Your first area of concern is the rollerblades themselves. They should fit snugly and support your ankles according to the Texas A&M Agrilife Extension. If your ankles feel unsupported, try a smaller size or lace your rollerblades tighter. You'll also need a helmet and knee and elbow pads. Don't head out on blades before trying out the helmet for the right fit. A properly-fitted helmet sits squarely on the head, doesn't move back and forth or side to side, and won't have slack in the chip strap.

Gaining Balance

The first rollerblading skill you'll need to master is the art of balancing. If you've ever been ice skating, you know balancing on such a thin strip is difficult.

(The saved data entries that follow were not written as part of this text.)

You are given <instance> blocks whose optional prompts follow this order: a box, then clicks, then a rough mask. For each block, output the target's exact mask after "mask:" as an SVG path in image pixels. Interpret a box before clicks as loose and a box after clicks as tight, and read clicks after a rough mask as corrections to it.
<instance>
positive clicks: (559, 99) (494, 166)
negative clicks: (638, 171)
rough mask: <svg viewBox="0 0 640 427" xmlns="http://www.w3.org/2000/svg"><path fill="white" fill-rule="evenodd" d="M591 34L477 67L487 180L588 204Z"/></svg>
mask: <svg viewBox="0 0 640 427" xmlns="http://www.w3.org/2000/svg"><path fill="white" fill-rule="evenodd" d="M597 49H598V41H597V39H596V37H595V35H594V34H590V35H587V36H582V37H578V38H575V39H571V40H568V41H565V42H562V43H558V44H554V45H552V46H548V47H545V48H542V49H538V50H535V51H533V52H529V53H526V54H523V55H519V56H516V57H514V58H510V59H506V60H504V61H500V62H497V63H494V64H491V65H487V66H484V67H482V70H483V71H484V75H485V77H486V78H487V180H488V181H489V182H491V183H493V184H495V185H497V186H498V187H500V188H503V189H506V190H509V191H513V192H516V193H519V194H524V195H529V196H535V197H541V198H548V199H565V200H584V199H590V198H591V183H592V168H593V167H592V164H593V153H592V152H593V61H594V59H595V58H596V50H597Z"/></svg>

To get your bearings, try walking with your blades on a patch of grass first. Grass provides enough traction that you won't begin to roll. It's the best way to practice your balance before you get started. If there's no grass around, practice on gravel.

Getting Started

Once you feel comfortable balancing, look for a smooth, flat piece of ground where you can practice gliding. When you start rollerblading, your movements should be smooth and long. As you put one foot forward, push it back to glide before placing your other blade on the ground, alternating from foot to foot. Go slowly at first to test your abilities then pick up speed.

Quick Stop

While it's fine to hop on a patch of grass to stop, most roller blade sets come with a rubber stopper brake on the back of one blade. As you're ready to stop, shift your weight to the foot without the stopper. Bring your brake foot around so it's behind and perpendicular to your non-stopper, then gently apply pressure to the stopper to apply the brake. The t-shape of your feet should give you extra stability as you slow to a stop. Practice stopping skills on a flat surface before you try stopping on other terrain. If you don't have a heel brake, apply pressure across the full length of the blade and drag your back foot until you come to a stop.

Learn to Turn

Turning to switch directions or avoid obstacles requires the parallel technique. Once you have some forward momentum, scissor the leg opposite to the direction of the turn forward. If you're turning left, for instance, scissor your right foot over and in front of the left. Bend the corresponding leg into the turn as your right leg swings out and back to its starting position as it stabilizes the change in direction. Once you have the hang of it, you can speed up a turn by rotating your torso as your scissor legs swings around.